Nun kamen wir zur nächsten, letzten Sachbearbeiterin. Diese teilte uns mit, dass wir wieder gehen können, es läge noch keine Wohnanschrift vor, wir sollen morgen wieder kommen. Da wir das schon mal gehört hatten, waren wir alle auch gar nicht mehr erschrocken und verwiesen auf das Formular der Verwaltungsbehörde LABO, -Ausländerbehörde-, natürlich mit Meldeanschrift der betroffenen Person. Außerdem gab sie uns die Eidesstattliche Versicherung wieder mit, da sie die gar nicht benötigt!? Und endlich waren wir fertig. Mit der örtlichen Zuständigkeit. Aber es geht noch weiter ;-)

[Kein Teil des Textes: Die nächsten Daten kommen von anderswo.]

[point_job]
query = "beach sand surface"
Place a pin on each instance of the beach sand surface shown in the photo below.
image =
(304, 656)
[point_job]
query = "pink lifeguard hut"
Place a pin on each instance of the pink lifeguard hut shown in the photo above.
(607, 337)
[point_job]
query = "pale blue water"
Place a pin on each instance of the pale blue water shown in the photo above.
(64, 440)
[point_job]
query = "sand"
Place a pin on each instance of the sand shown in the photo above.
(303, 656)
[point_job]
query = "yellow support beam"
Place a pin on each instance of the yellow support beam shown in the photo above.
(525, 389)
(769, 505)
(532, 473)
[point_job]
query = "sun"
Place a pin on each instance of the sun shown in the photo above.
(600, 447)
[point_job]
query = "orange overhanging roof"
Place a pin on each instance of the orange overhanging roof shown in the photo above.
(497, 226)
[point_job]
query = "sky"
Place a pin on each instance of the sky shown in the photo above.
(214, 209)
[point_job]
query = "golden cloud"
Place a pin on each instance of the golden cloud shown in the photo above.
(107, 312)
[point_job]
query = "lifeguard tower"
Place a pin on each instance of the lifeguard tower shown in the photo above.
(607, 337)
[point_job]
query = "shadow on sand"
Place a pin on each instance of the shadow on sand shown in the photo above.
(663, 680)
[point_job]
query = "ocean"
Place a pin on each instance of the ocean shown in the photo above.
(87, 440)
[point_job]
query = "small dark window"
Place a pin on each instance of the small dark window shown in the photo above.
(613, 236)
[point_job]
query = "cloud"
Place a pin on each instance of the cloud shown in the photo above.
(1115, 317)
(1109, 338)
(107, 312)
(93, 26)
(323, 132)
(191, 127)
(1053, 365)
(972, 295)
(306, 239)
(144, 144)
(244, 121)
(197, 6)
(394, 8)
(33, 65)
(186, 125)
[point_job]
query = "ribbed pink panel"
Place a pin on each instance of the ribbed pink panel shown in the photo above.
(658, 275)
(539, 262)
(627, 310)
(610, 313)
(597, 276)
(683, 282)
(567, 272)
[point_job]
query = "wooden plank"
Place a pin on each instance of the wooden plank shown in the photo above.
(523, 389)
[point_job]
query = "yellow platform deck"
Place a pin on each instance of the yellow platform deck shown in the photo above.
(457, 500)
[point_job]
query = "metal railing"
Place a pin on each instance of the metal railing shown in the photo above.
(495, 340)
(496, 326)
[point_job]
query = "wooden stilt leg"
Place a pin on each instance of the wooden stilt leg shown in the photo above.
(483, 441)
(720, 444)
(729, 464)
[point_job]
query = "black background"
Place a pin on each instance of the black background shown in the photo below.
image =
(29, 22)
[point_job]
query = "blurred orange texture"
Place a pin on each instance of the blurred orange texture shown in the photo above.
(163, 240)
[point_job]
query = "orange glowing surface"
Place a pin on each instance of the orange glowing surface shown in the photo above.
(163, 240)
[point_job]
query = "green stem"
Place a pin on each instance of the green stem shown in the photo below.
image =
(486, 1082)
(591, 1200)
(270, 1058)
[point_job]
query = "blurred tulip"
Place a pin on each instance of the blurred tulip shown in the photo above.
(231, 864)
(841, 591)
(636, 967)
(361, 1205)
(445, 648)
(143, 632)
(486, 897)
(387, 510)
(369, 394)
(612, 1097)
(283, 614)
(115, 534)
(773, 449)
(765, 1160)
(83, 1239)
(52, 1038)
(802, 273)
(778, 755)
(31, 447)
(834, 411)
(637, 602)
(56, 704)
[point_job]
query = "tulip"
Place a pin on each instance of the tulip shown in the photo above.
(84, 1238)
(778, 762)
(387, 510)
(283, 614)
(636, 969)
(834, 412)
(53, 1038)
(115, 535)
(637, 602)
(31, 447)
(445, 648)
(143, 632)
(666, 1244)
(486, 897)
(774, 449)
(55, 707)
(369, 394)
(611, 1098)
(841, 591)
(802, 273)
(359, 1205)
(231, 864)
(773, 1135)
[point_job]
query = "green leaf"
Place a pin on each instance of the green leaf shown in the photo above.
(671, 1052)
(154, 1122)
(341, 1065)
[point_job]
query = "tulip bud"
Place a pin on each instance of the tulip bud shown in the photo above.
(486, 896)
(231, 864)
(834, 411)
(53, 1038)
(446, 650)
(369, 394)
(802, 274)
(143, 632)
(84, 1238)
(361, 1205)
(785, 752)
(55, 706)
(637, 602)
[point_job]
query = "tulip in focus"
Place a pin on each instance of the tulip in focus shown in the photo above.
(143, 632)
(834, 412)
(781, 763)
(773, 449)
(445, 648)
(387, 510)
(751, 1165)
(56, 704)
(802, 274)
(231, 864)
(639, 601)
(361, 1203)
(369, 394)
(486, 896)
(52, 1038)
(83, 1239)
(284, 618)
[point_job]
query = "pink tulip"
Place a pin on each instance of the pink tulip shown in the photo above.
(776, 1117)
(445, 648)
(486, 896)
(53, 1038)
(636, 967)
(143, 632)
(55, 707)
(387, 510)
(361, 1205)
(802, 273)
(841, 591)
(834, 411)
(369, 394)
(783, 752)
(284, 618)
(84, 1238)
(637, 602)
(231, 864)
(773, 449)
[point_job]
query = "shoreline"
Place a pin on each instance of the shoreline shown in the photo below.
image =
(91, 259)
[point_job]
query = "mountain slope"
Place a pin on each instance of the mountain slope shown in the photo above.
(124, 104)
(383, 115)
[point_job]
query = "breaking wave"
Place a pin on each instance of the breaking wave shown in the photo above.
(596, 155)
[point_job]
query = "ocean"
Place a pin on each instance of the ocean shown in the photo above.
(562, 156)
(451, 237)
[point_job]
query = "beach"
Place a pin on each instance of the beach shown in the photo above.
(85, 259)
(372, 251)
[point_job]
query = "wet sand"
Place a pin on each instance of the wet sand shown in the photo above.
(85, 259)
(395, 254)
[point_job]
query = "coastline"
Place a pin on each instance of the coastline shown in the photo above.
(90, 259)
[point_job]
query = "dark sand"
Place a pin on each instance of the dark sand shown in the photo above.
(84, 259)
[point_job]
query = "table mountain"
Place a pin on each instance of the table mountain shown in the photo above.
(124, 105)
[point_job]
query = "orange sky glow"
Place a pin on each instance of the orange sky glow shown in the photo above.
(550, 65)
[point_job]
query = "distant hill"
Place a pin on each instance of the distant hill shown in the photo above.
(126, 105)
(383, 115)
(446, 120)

VII. Mittlerweile im Behördensumpf als gut geschulte Vollziehungsgehilfen der Behördenwahnsinnigen geschult, mussten wir  ja noch die endgültige Entscheidung der Verwaltungsbehörde LABO, -Ausländerbehörde-, über Duldung oder Grenzübertrittsbescheinigung abholen. Da waren wir heute, am 24.09.2012. Plötzlich geht alles ein bisschen schneller, netter. Ich werde gefragt, ob die betroffene Person freiwillig ausreisen würde.  Natürlich würde sie, wenn mal endlich irgendeine Bescheidung der Verwaltungsbehörde LABO, -Ausländerbehörde-, vorliegen würde. Aber da werden wir wohl das Gerichtsverfahren abwarten müssen. Na gut, also wird uns gnädiger weise doch noch, die seit mehr als 10 Monaten beantragte, Duldung, hier für einen (ersten) Monat zu Teil. Wahnsinn. Und alles doch gar nicht so schlimm. Immerhin musste die betroffene Person, auf Grund der Versäumnisse der Verwaltungsbehörde LABO, -Ausländerbehörde-,  nur knappe 11 Monate illegal in Deutschland leben, immer in Angst, vom Ehegatten getrennt zu werden, dann durch deutsche Polizisten verhaftet, die immer willige Ausführgehilfen auch vieler falscher Verwaltungsentscheidungen sind.  Das Menschen in Deutschland schon wieder derartige Ängste gegenüber gottgleichen Beamten haben müssen, ist anachronistisch, und gefährlich für eine Demokratie. Und warum Verwaltungsbehörden derart menschenverachtend sein müssen, in Gestalt und Arbeitsweise, ist eine Schande. Es ist absolut lebensnah, das Menschen alleine niemals so weit gekommen wären, da die Ablehnungen für verwaltungsfremde Menschen durchaus logisch klingen (können). 

Aber wer kennt den noch Brecht? Er hatte schon damals vorausgesagt, was ein Deutscher mit Macht tut. Also nehmt den Beamten die Macht!